For the concluding event one teacher and one pupil from each class travelled to Romania to present their nature conservation activities in a colourful project bazaar and afterwards chose the best projects. Four school classes from Bulgaria, Romania and Serbia won the competition.
Winning school projects from Bulgaria, Romania and SerbiaThe Romanian 12 year old pupils from Palanca village, Bacau county, with their project “Colour Your Food Footprint in Green!” focused on reducing the Ecological Footprint of their food. Their activities ranged from cooking by using renewable energy, building a mini-greenhouse in the school garden, to organizing workshops where they taught their parents about sustainable agriculture, organic food and carbon footprint.

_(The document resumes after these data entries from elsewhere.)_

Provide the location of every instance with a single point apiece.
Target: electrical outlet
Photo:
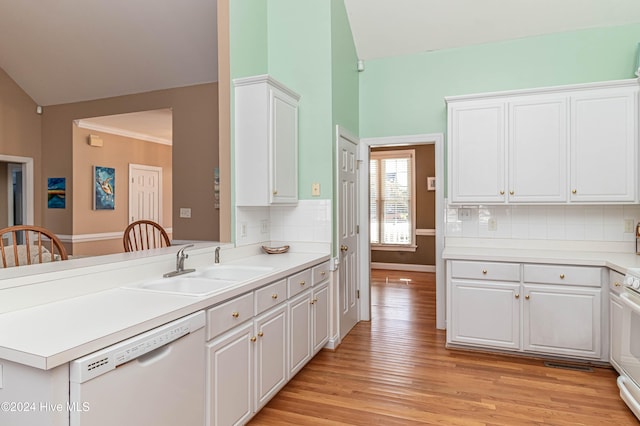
(464, 214)
(628, 226)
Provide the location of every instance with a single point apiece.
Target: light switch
(315, 189)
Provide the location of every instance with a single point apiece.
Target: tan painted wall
(117, 152)
(194, 154)
(20, 129)
(425, 254)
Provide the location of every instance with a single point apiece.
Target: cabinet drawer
(271, 295)
(299, 282)
(321, 273)
(615, 281)
(485, 270)
(563, 275)
(226, 316)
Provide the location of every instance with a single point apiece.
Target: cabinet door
(271, 354)
(603, 145)
(299, 331)
(562, 320)
(538, 150)
(615, 330)
(485, 313)
(230, 377)
(477, 152)
(284, 148)
(320, 316)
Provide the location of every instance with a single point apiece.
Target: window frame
(379, 155)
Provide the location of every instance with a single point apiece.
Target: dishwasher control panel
(104, 360)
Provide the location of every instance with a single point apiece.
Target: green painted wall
(300, 57)
(344, 73)
(405, 95)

The 14 to 18 year old pupils from the Bulgarian “American College Arcus” from Veliko Tarnovo with their project "The College’s Green Area“ planted trees in order to re-forest a natural area near the school that had been burnt down. This activity together with their awareness-raising activities represented a manifesto against man-made fires that damage Bulgarian forests every year.
The eight to 15 year old pupils from the Serbian “Svetislav Golubović Mitraljeta” school with their project "I Grew Up near the Danube” focused on raising their community’s awareness on how their carelessness affects the river. Their activities included a large-scale spring cleanup on the right bank of the Danube in Batajnica and workshops that pupils offered to both their peers and primary school and kindergarden pupils.

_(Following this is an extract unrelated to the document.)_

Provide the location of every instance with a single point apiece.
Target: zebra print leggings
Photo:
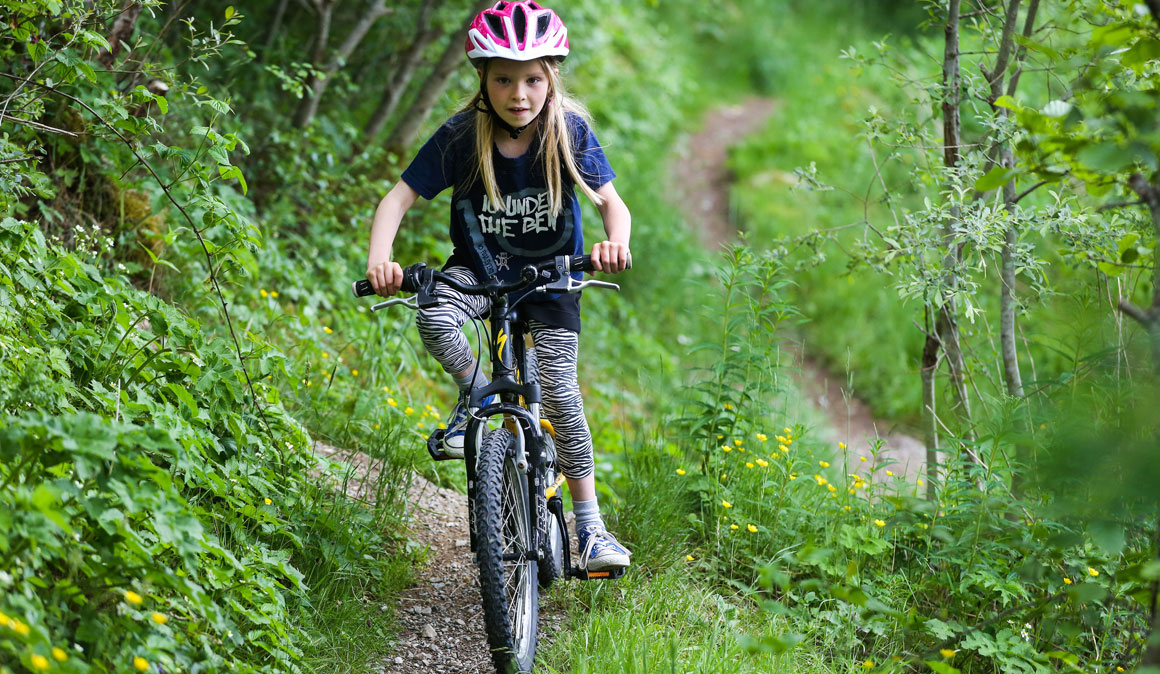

The 12 to 15 year-old pupils from the Serbian Primary school ‘Karadjordje’ in Velika Plana with their project "Nature for Nature “ had two main lines of action: “recycling is fun” and creating a park on a former wasteland. They did so after having collected input from their community on what the main local ecological challenges were. The pupils also took the role of “green agents” and doubled their work by intense awareness-raising activities and media work. One of many reactions to the pupils’ calls was that they had lots of people bringing their plastic bottles to their school for recycling after they had seen them on TV.
The prize: a nature camp week in RomaniaFive pupils of each winning class will be treated to a nature camp week in Romania in autumn 2012.
"We want to encourage the pupils’ exchange even after the end of the competition”, said Tauscher. "Thus in the long run we want to establish a cross-national network of nature conservation active young people.”
"This was an intense and inspiring year for all participants of the European Schools for a Living Planet. 33 teams in nine countries proved once again their commitment and innovative approach to the environmental issues of today. Education for sustainable development gives young people competencies and motivation to contribute in an active and responsible way to the future of Europe", states Boris Marte, Member of the Board of ERSTE Foundation.